Rubroshorea ferruginea
- Conservation status: Vulnerable (IUCN 3.1)

Scientific classification
- Kingdom: Plantae
- Clade: Tracheophytes
- Clade: Angiosperms
- Clade: Eudicots
- Clade: Rosids
- Order: Malvales
- Family: Dipterocarpaceae
- Genus: Rubroshorea
- Species: R. ferruginea
- Binomial name: Rubroshorea ferruginea (Dyer ex Brandis) P.S.Ashton & J.Heck.
- Synonyms: Shorea ferruginea Dyer ex Brandis;

= Rubroshorea ferruginea =

- Genus: Rubroshorea
- Species: ferruginea
- Authority: (Dyer ex Brandis) P.S.Ashton & J.Heck.
- Conservation status: VU
- Synonyms: Shorea ferruginea Dyer ex Brandis

Species of flowering plant

Rubroshorea ferruginea is a tree in the family Dipterocarpaceae which is native to Borneo.

The species was first described as Shorea ferruginea in 1894. The specific epithet ferruginea means 'rust-coloured', referring to the leaf when dry. In 2022, Peter Shaw Ashton and Jacqueline Heckenhauer placed the species in genus Rubroshorea as R. ferruginea.

==Description==
Rubroshorea ferruginea grows up to 45 m tall, with a trunk diameter of up to 1.6 m. It has buttresses up to 3.5 m tall. The initially smooth bark becomes fissured and flaky. The leathery leaves are oblong to ovate or lanceolate and measure up to 15 cm long. The inflorescences measure up to 22 cm long and bear up to 14 flowers.
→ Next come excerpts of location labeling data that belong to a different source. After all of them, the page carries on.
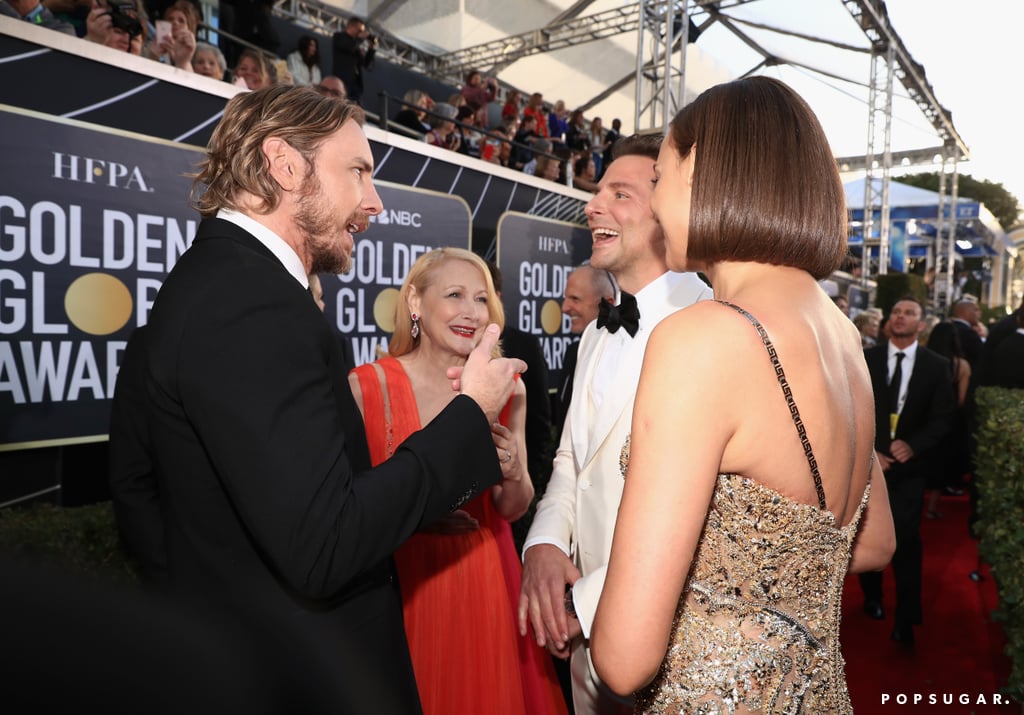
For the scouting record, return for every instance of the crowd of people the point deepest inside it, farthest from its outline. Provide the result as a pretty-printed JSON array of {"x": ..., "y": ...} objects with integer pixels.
[
  {"x": 689, "y": 551},
  {"x": 925, "y": 370},
  {"x": 370, "y": 507},
  {"x": 525, "y": 135},
  {"x": 532, "y": 136}
]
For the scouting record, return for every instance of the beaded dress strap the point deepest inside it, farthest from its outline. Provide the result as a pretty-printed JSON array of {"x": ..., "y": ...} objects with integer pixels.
[{"x": 788, "y": 400}]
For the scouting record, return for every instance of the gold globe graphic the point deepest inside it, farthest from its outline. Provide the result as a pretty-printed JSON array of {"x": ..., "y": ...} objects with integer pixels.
[
  {"x": 98, "y": 303},
  {"x": 551, "y": 317},
  {"x": 384, "y": 309}
]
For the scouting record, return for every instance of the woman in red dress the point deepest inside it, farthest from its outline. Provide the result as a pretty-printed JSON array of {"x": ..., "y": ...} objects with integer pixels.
[{"x": 460, "y": 577}]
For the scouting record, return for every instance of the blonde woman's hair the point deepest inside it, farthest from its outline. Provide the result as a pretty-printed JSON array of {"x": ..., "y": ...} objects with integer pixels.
[{"x": 422, "y": 276}]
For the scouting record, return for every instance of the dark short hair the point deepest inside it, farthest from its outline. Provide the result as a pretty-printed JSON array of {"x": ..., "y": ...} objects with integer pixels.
[
  {"x": 766, "y": 186},
  {"x": 637, "y": 145},
  {"x": 909, "y": 297}
]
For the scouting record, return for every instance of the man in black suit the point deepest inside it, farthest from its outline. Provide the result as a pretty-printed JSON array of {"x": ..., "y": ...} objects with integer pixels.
[
  {"x": 998, "y": 332},
  {"x": 353, "y": 49},
  {"x": 965, "y": 314},
  {"x": 913, "y": 408},
  {"x": 1006, "y": 366},
  {"x": 262, "y": 469}
]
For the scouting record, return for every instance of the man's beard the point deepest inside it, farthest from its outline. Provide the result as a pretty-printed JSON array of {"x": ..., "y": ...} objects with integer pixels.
[{"x": 316, "y": 220}]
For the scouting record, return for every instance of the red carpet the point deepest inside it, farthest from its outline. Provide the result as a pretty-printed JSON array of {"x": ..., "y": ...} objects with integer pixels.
[{"x": 958, "y": 653}]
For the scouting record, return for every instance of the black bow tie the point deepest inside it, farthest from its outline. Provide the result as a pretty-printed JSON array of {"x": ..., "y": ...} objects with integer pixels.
[{"x": 626, "y": 314}]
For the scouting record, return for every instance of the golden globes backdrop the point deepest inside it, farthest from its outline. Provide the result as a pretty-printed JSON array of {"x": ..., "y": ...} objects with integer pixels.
[
  {"x": 90, "y": 222},
  {"x": 536, "y": 255}
]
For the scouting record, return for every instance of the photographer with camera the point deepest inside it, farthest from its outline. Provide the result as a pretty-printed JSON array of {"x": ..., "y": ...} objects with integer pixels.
[
  {"x": 121, "y": 26},
  {"x": 353, "y": 49},
  {"x": 175, "y": 41}
]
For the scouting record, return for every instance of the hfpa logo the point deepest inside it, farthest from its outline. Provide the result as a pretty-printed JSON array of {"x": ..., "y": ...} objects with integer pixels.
[{"x": 71, "y": 167}]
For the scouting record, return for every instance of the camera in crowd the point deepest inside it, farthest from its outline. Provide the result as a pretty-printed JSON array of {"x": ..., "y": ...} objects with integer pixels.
[{"x": 124, "y": 17}]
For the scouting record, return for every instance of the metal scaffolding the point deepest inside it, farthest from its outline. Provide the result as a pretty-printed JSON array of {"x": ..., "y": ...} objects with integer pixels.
[{"x": 664, "y": 28}]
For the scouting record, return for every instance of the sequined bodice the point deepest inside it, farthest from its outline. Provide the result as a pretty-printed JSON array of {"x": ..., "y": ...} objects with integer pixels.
[{"x": 757, "y": 627}]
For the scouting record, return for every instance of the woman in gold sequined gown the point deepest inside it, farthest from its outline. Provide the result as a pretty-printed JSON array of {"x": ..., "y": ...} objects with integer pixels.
[{"x": 751, "y": 487}]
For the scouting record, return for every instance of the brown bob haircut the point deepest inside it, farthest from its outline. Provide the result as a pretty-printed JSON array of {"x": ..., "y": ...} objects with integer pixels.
[
  {"x": 766, "y": 186},
  {"x": 235, "y": 160}
]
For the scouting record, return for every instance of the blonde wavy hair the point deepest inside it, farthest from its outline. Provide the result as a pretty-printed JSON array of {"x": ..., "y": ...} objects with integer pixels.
[
  {"x": 422, "y": 276},
  {"x": 235, "y": 161}
]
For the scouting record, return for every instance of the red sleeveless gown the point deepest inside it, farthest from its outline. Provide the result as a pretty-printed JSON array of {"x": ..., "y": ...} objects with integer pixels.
[{"x": 460, "y": 592}]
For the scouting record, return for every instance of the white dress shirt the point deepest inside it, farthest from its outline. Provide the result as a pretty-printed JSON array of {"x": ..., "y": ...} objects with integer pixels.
[{"x": 285, "y": 253}]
==Distribution and habitat==
Rubroshorea ferruginea is endemic to Borneo. Its habitat is dipterocarp forests up to 1100 m elevation.

==Conservation==
Shorea ferruginea has been assessed as vulnerable on the IUCN Red List. It is threatened by conversion of land for intensive agriculture, especially palm oil plantations. It is also threatened by logging for its timber. Coal mining occurs near part of the species' habitat in Kalimantan. The increasing frequency and severity of wildfires threatens the species. Shorea ferruginea does occur in a number of protected areas.